BY JEFF CLARK
It’s been slightly more than a month since Columbus Public Works Director Mike Pratt died suddenly from natural causes at his Southside apartment at 720 3rd Avenue South. Pratt left behind his wife, Kim, and sons Ryan and Stephen. Although the business of the city and life in general has continued, Kim Pratt said she and her family are also trying to pick up the pieces in the wake of the tragedy.
“I tell people I feel like I’m on a bipolar roller coaster — you have these great, unbelievable days and then you just crash because he’s not there,” Kim Pratt said. “It’s been the longest month of my life. I just didn’t know a month could be that long. Mike called me every morning to say hello and ask me what I was going to do for the day. I missed one of those calls and Mike left me a message. I listen to it every day and I tell him what I’m going to do that day.”

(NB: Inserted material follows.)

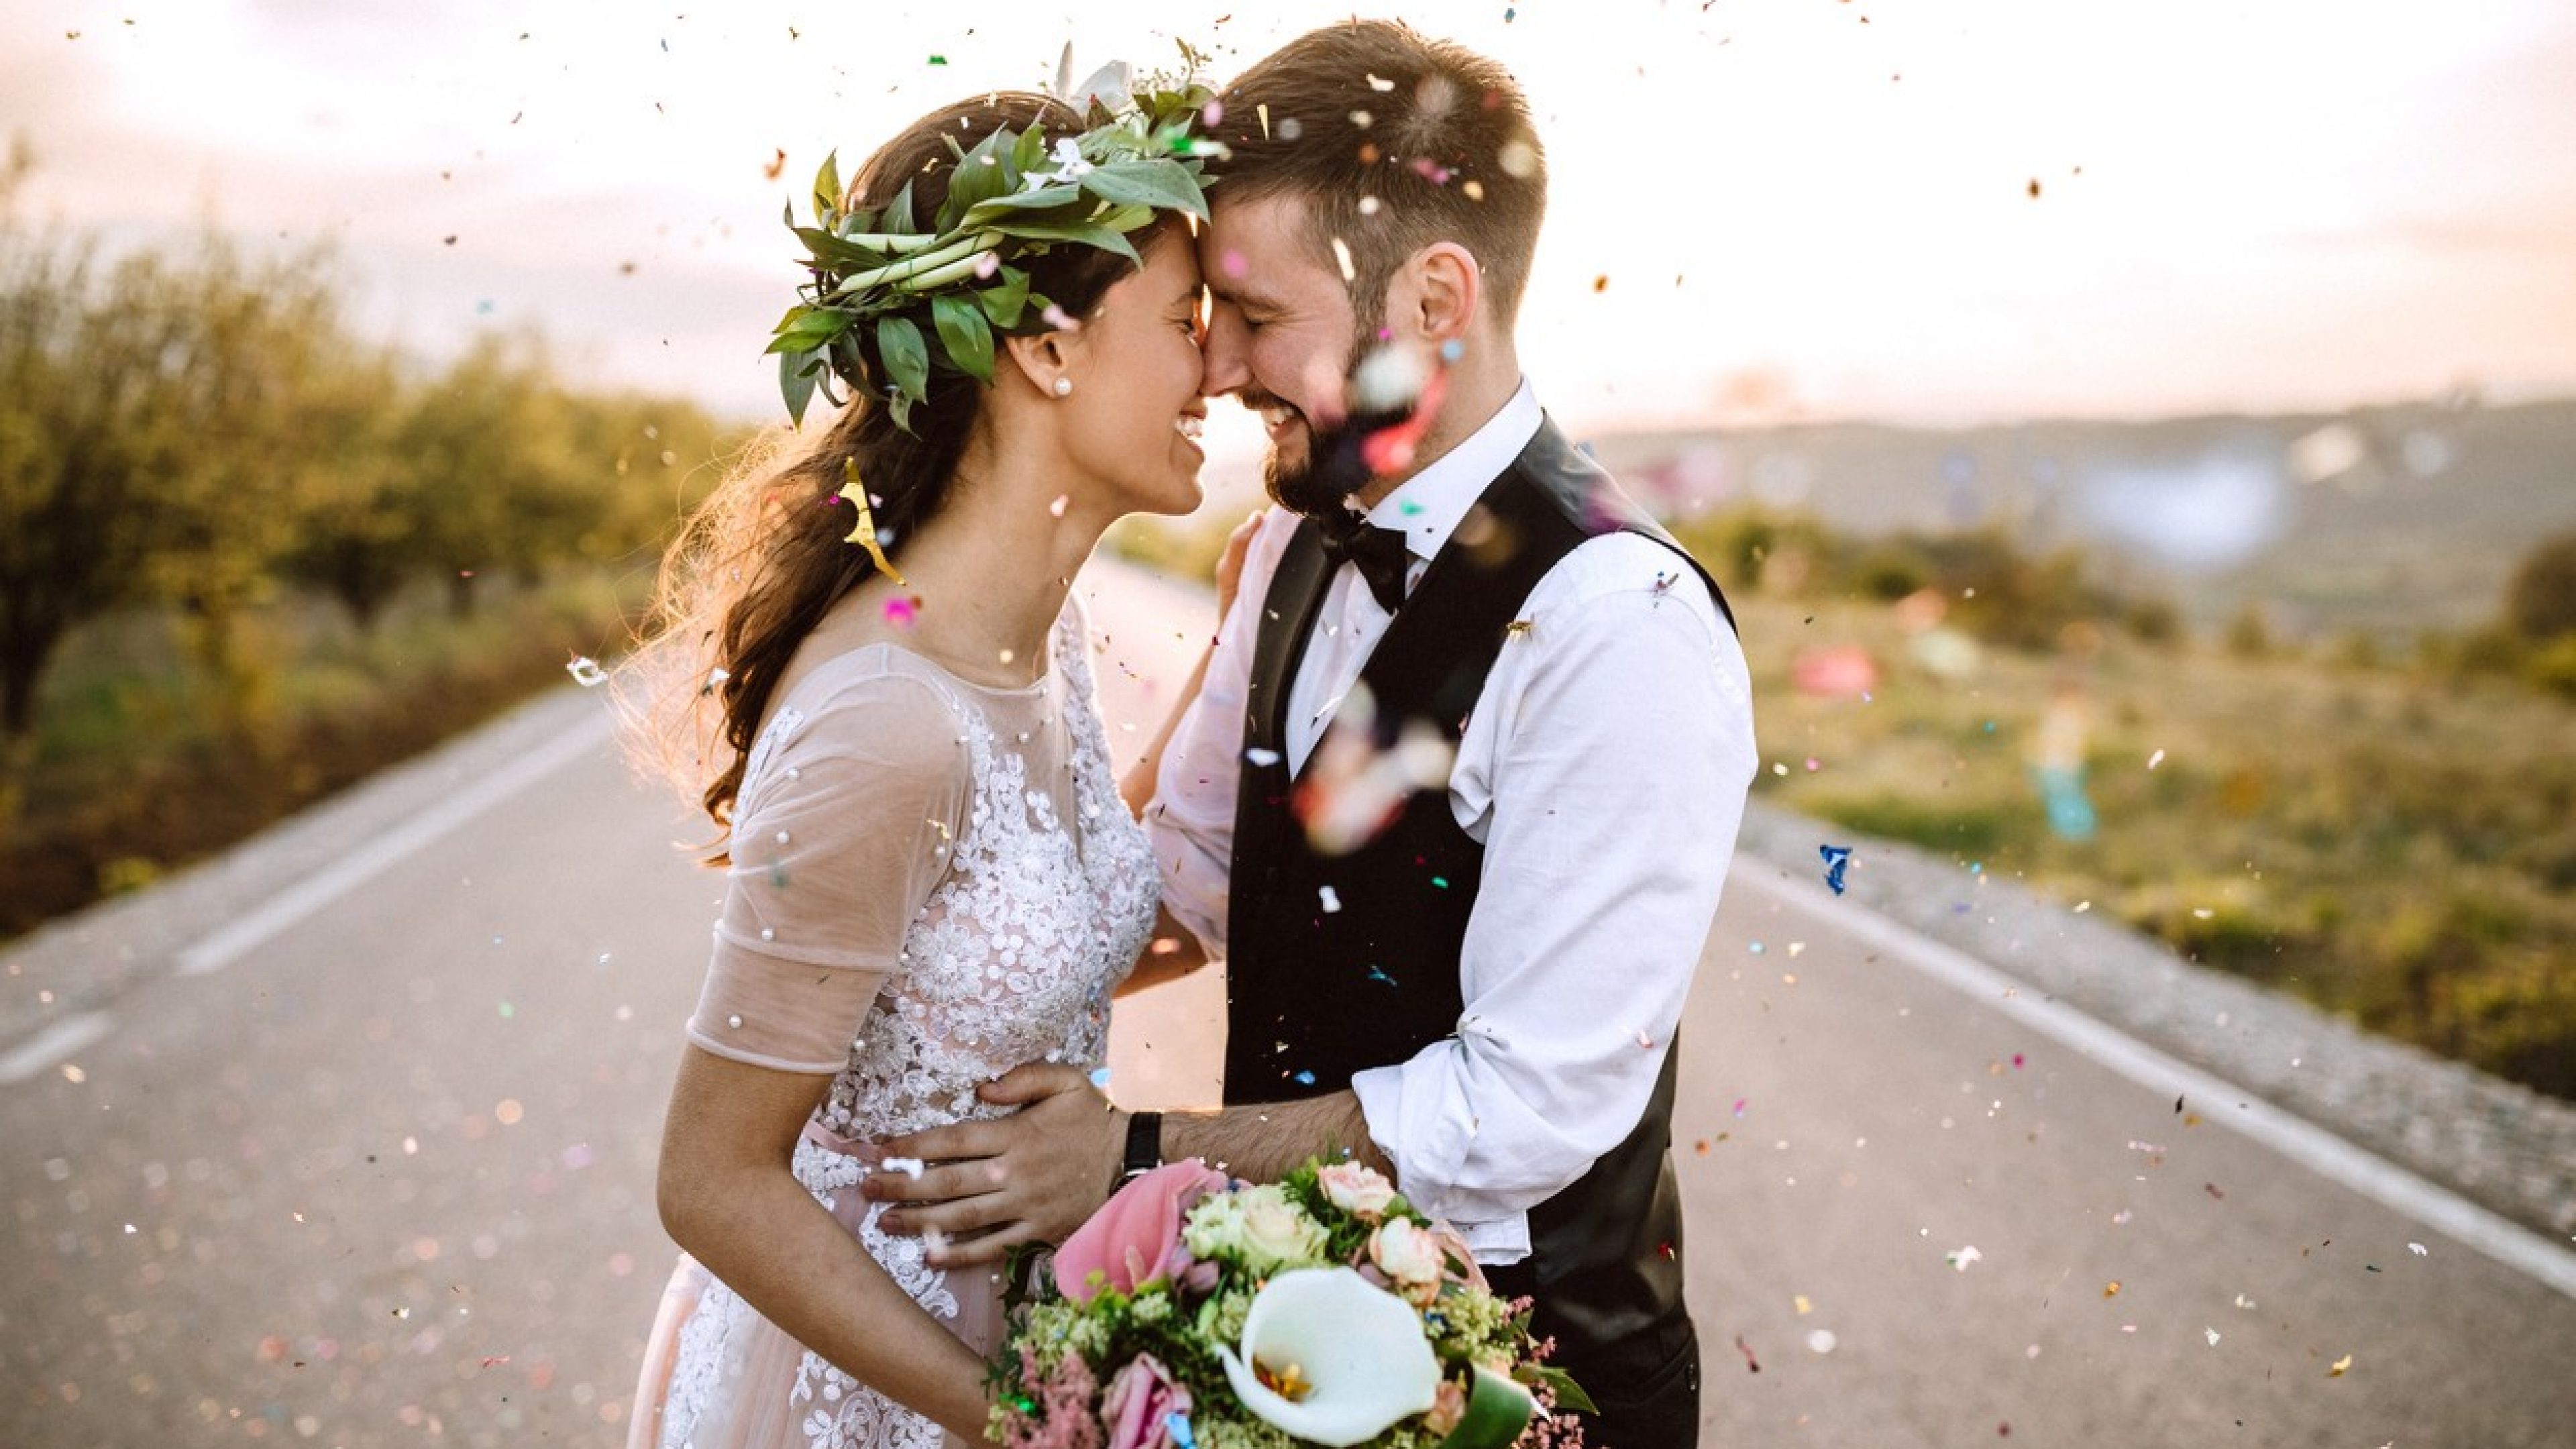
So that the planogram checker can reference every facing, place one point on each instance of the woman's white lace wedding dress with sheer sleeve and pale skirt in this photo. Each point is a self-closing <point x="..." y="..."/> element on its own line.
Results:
<point x="960" y="857"/>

Kim Pratt was in Columbus recently to visit friends and to offer thanks to residents of the Friendly City for their kindness after her husband’s death.
“What got us through all of this was this town,” she said. “There are certain people in this town — I have written so many thank you notes but there are so many people whose names I don’t even know. Somebody did the roses for the funeral — I don’t know who did that. But so many of Mike’s friends were there for us. Amber Brislin was in the middle of setting up for Market Street and she set up the scholarship for the boys and she did so many things for us.
Susan Mackay took time from her business and time from her campaign to help me. She would go back to work at night to fill orders. She held my hand and took me to every single place I had to be. I didn’t know where to go or what to do. Nancy and Carol Carpenter brought us so much food and they were so helpful and kind to us.”
Kim Pratt said some city officials also helped her family during their time of need.
“Mayor Robert Smith got the Trotter for us and he did the proclamation making May 2 Mike Pratt Day,” Kim Pratt said. “(Columbus Police Department) Chief McQueen and (Columbus Fire and Rescue) Chief Moore set up the honor guard for us. Mike was a veteran and we offered a military honor guard, but Mike would rather have had his friends do it.”
Kim Pratt and her sons currently reside in Bartlett, Tenn., a suburb of Memphis. The Pratt family had been making the trip back and forth during the duration of Pratt’s time with the city. Kim Pratt said they were actually looking to buy a home on the Southside in the Historic District.
“(Pratt’s neighbor) Beth Brooks has been a godsend,” Kim Pratt said. “She said her house will always be my home. Eventually, I would love to come back to Columbus permanently.”
Although she said she may never know the names of everyone who helped her family, Kim Pratt said she will always be grateful to the people of Columbus.
“They will never know how much their actions meant to us,” she said. “It’s one thing to say you’ve been humbled but this goes beyond that. There are no words to show how much love and support Columbus gave us.”